Un meccanismo che scatena effetti perversi anche sull'occupazione. Un miliardo di spesa pubblica crea 33 posti di lavoro in Calabria. Ma sono solo 20 le unità occupazionali che vengono attivate all'interno della stessa regione.
Decenni di trasferimenti e di interventi straordinari si sono rivelati un fallimento. Invece che colmare il fossato tra aree forti e deboli, hanno contribuito ad allargarlo. Per cambiare direzione di rotta è quindi necessario collegare aiuti e sviluppo economico.
L'analisi dettagliata dei flussi finanziari smentisce un altro luogo comune. La spesa per abitante non varia tanto a seconda delle aree geografiche (povere-ricche, meridionalisettentrionali), ma in base ad altri fattori: dimensioni geografiche e caratteristiche istituzionali. I trasferimenti pro-capite sono più alti nelle regioni più piccole e in quelle a statuto speciale. Sono soprattutto queste ultime a incassare le somme più cospicue. Un esempio? Per ogni cittadino italiano lo Stato spende, mediamente, tre milioni. Ma si arriva a 9,6 milioni circa per chi vive in Valle d'Aosta e si sfonda il muro dei quattro milioni per chi risiede a Trento, a Bolzano, in Friuli o in Sicilia. Nel complesso delle regioni speciali si concentra così una maggiore spesa di oltre seimila miliardi. Mettendo a confronto aree omogenee non sembra esserci, quindi, grande discriminazione fra Nord e Sud.
Sul fronte delle entrate statali, sono le regioni più ricche a pagare le imposte più elevate, dando quindi il maggiore contributo al bilancio pubblico. E non potrebbe essere altrimenti, se si considera che il nostro sistema fiscale è fortemente basato sulla progressività. In ultima battuta, quindi, le aree meridionali pagano meno imposte delle altre. Mettendo sull'altro piatto della bilancia i soldi incamerati dallo Stato si ottiene uno spaccato interessante che, da un certo punto di vista, giustifica certe rivendicazioni localistiche.
Sono solo quattro le regioni in cui le imposte pro-capite superano i finanziamenti, sempre pro-capite, ottenuti da Roma. In testa la Lombardia, in cui ogni abitante riceve oltre due milioni in meno di quelli dati come imposte e tasse, Seguono il Veneto (665 mila lire), l'Emilia Romagna (596 mila) e il Piemonte (375 mila lire). Un'isola felice di ricchezza che consente al resto del Paese di ottenere dal bilancio pubblico più di quello che ha dato.

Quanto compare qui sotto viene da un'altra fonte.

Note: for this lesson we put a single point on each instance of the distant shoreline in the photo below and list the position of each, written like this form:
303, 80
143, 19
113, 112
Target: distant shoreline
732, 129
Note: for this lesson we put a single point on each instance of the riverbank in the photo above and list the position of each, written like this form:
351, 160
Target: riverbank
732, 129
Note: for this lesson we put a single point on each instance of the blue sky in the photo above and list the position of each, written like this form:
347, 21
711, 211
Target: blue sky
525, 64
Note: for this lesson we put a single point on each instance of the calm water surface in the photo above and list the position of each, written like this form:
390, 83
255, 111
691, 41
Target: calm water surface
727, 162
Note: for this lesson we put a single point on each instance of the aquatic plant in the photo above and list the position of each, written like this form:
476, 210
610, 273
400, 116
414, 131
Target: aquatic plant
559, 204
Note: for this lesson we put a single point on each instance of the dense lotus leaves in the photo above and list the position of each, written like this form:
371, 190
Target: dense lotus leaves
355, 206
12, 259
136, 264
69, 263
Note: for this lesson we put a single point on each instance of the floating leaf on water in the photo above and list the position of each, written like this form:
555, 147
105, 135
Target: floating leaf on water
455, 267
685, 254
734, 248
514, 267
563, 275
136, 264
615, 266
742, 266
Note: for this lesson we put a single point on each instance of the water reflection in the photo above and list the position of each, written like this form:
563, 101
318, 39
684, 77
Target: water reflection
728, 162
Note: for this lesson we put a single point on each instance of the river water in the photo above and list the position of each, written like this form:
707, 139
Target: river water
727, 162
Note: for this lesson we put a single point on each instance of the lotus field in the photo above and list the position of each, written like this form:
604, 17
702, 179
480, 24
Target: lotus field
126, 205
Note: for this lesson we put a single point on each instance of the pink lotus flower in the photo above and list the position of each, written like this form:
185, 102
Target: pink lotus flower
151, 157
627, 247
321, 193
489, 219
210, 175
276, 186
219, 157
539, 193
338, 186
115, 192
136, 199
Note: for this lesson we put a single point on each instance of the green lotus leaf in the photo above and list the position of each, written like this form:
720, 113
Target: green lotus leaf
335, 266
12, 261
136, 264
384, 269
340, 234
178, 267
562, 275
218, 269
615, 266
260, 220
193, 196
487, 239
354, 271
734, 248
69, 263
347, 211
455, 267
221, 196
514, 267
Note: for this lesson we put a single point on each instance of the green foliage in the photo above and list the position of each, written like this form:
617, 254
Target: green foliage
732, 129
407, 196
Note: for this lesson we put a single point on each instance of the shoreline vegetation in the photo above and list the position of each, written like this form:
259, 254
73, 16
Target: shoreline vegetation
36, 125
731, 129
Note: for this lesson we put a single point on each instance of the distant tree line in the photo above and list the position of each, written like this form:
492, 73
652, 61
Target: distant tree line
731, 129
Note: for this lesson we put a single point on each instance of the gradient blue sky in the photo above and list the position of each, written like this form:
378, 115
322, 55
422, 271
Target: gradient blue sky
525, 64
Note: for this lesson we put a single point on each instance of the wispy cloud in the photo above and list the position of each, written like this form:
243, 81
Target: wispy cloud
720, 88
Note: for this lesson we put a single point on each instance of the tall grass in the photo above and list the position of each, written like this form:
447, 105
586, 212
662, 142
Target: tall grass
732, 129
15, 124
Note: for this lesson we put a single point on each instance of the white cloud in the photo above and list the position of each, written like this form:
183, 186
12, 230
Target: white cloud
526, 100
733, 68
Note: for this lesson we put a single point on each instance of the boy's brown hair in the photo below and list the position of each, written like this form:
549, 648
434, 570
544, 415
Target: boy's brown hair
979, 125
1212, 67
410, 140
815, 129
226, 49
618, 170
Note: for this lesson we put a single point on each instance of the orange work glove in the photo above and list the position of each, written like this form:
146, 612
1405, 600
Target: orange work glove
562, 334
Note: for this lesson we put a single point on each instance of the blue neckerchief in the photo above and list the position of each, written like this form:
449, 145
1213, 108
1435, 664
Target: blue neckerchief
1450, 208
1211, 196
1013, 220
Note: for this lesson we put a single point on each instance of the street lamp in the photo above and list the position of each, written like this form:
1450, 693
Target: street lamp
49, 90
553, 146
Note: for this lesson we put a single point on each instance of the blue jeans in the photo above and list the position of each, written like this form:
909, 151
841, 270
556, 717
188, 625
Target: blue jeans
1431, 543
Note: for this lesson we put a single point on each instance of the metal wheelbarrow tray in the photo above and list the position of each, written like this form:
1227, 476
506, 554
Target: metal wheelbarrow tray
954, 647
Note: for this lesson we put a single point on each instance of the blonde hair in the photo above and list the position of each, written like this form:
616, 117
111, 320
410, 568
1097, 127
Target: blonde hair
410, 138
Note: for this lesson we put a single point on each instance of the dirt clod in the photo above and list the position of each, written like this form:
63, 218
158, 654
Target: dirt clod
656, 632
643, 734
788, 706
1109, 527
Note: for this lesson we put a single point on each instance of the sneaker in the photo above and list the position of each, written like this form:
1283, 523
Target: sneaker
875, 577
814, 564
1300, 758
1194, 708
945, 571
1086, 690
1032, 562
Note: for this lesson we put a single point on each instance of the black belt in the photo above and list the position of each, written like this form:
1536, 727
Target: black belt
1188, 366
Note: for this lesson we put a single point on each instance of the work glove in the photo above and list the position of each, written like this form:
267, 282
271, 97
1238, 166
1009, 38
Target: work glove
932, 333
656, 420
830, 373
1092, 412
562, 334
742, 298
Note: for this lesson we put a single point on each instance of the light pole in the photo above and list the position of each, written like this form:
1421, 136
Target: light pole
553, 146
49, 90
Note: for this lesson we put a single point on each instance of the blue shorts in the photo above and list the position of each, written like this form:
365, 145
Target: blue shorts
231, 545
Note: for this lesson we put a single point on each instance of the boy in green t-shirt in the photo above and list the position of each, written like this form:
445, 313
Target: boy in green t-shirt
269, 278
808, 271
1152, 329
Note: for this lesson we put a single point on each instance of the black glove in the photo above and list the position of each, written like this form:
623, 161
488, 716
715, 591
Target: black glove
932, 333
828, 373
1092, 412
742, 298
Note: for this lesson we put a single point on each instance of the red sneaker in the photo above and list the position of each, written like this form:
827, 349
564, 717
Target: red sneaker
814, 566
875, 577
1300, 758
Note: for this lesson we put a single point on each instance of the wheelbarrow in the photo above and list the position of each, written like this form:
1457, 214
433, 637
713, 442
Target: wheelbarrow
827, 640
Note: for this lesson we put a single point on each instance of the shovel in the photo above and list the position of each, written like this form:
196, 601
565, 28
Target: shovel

Da notare che a trarre vantaggio dal fenomeno sono, sì, le regioni meridionali, ma anche regioni che si trovano ai vertici della classifica dei redditi pro-capite (Valle d'Aosta, Trentino, Friuli). Tra i maggiori beneficiati ci sono gli abitanti di Molise, Basilicata, Calabria e Lazio (grazie all'elevato peso del settore pubblico).